Don’t rain on our panic parade!
2012-01-12 10:00
Georgina Guedes
Panicking is the third South African national pastime after watching sport and boozing. We relish the opportunity for a good old hand-wringing, cold-sweating, phone-all-your friends cadenza and embrace every chance we get like a bunch of determinedly vocal chickens clucking up a cacophony of terror.
Perhaps it’s our frontier mentality. Perhaps it’s that we live perpetually on a political and crime-fearing knife’s edge, where our worst fears seem inches away, but never quite manifest. Perhaps it’s that we’re bored by living in a country with no real threat of earthquakes and tsunamis or weather with a murderous bent, and where our only real food or fuel shortages are caused by fears of food or fuel shortages.
Whatever the case may be, present South Africans with an opportunity to whip themselves up into a froth, and we do, pretty reliably. The fact that the last time we all abandoned our workstations, drove home early, stocked up on baked beans and forwarded e-mails of farewell to the family cleaning up after a quake in New Zealand amounted to nothing doesn’t leave us feeling silly.

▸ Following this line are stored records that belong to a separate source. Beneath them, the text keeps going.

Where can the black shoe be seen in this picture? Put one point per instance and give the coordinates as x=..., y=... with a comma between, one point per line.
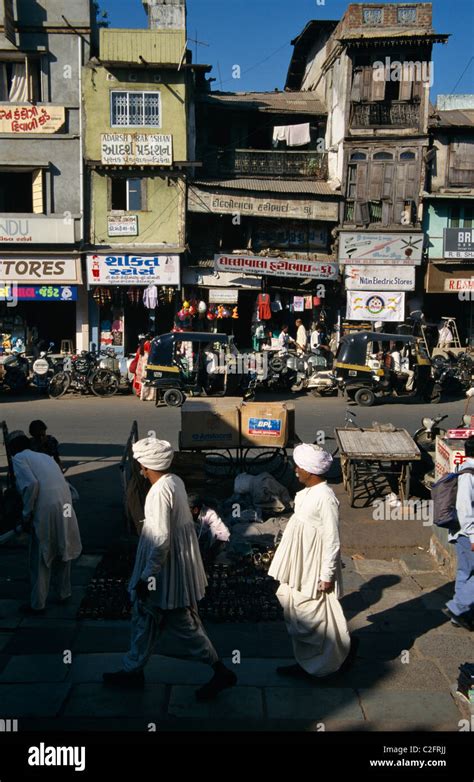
x=294, y=671
x=460, y=620
x=222, y=680
x=29, y=611
x=132, y=679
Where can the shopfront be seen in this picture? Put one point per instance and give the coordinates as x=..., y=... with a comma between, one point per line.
x=39, y=299
x=130, y=295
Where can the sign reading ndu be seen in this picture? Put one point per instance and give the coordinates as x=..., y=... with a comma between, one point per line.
x=133, y=270
x=136, y=149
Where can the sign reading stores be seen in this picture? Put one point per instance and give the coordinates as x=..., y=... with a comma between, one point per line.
x=278, y=267
x=401, y=249
x=133, y=270
x=382, y=278
x=136, y=149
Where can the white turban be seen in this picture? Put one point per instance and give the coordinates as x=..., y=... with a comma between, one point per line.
x=154, y=454
x=312, y=458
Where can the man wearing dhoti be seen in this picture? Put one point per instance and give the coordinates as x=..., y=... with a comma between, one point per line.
x=307, y=564
x=168, y=579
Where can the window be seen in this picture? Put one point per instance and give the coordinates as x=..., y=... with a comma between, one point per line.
x=135, y=109
x=21, y=192
x=372, y=16
x=126, y=195
x=406, y=15
x=20, y=81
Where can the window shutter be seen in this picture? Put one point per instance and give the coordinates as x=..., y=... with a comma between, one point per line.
x=38, y=205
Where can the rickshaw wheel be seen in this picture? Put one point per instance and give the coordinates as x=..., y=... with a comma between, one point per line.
x=364, y=397
x=173, y=397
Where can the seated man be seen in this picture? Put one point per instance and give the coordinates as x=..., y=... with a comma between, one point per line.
x=211, y=531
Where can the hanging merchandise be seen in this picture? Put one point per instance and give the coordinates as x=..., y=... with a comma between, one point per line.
x=150, y=297
x=263, y=303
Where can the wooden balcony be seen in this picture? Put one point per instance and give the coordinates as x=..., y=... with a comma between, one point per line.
x=268, y=163
x=396, y=114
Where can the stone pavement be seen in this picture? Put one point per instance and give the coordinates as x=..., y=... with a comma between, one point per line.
x=402, y=678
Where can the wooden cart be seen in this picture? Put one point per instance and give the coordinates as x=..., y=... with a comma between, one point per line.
x=368, y=455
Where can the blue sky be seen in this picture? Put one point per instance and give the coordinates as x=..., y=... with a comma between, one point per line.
x=256, y=35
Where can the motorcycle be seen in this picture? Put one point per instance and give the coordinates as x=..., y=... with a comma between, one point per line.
x=313, y=374
x=82, y=373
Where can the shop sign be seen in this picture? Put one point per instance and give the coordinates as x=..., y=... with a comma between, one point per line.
x=122, y=225
x=136, y=149
x=30, y=119
x=209, y=278
x=382, y=278
x=458, y=243
x=278, y=267
x=405, y=249
x=41, y=230
x=133, y=270
x=12, y=292
x=262, y=206
x=47, y=270
x=223, y=296
x=375, y=306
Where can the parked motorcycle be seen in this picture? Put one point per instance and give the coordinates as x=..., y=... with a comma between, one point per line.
x=82, y=373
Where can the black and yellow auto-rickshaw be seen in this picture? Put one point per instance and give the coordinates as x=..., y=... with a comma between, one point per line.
x=184, y=364
x=366, y=369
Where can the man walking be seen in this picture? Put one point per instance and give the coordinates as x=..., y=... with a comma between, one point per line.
x=307, y=564
x=168, y=579
x=47, y=505
x=461, y=608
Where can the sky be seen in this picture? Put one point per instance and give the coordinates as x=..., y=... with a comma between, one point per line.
x=256, y=35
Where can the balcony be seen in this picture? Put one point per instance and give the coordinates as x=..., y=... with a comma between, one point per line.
x=268, y=163
x=396, y=114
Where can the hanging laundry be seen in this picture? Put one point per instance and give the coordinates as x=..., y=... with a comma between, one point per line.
x=150, y=297
x=264, y=310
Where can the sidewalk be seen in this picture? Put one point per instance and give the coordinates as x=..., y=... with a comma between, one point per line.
x=402, y=679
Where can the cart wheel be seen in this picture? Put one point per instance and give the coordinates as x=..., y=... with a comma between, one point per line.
x=364, y=397
x=173, y=397
x=351, y=483
x=404, y=483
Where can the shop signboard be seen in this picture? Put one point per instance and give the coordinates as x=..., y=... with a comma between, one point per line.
x=262, y=206
x=458, y=243
x=277, y=267
x=133, y=270
x=14, y=292
x=401, y=249
x=370, y=305
x=122, y=225
x=40, y=270
x=136, y=149
x=32, y=230
x=23, y=120
x=383, y=278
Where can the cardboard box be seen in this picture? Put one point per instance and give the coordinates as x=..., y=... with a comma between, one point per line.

Instead, the national attitude seems to be one of “better luck next time”.
So, it was with no small measure of amusement that I read about the proposed amendments to the South African Weather Service Act, which would make it illegal for South Africans to circulate a severe weather or pollution warning without permission from the South African Weather Service.
Now, I can see where these lawmakers are coming from. They look at the chaos wrought on the roads by the ebullient panic-mongering of Johannesburg’s citizens, followed by … gasp! … a thunderstorm with hail, and think “Oh, for heaven’s sake!” I know I do. And then, because they’re in government, they try to do something about it.
It’s actually kind of sweet, if a bit naïve. I haven’t read the Bill, but I wonder if there’s anything in there on swarms of insects or fuel shortages or a Julius Malema march. South Africans will panic because they love a bit of snot and trane, not because they genuinely fear for their lives. In fact, I suspect that most of the drama is born from a desire to go home early, rather than having to wait half an hour for the rain to clear.
Be that as it may, there’s also something quite sinister in this attempt by the ANC government, yet again, to curtail its citizens’ liberties. Sure, we don’t need to forward weather warnings with gay abandon and sure, most warnings sent on email by concerned citizens are a load of tosh - but we should have the right to send them, silly as we may be.
While I think that the government spends a little too much time focusing on trying to get its citizens to behave themselves on a small scale rather than addressing the important issues like education or the fact that people get trampled to death seeking such a privilege for their children, they have to accept that from time to time, we are going to blow things out of proportion and act like idiots.
The erosion of civil liberties in response is immature at best and tending towards fascism at worst. There’s something to wring your hands about. Forward this column to seventeen of your closest friends and leave work by 3:30 at the latest – there are African Killer Bees on the horizon.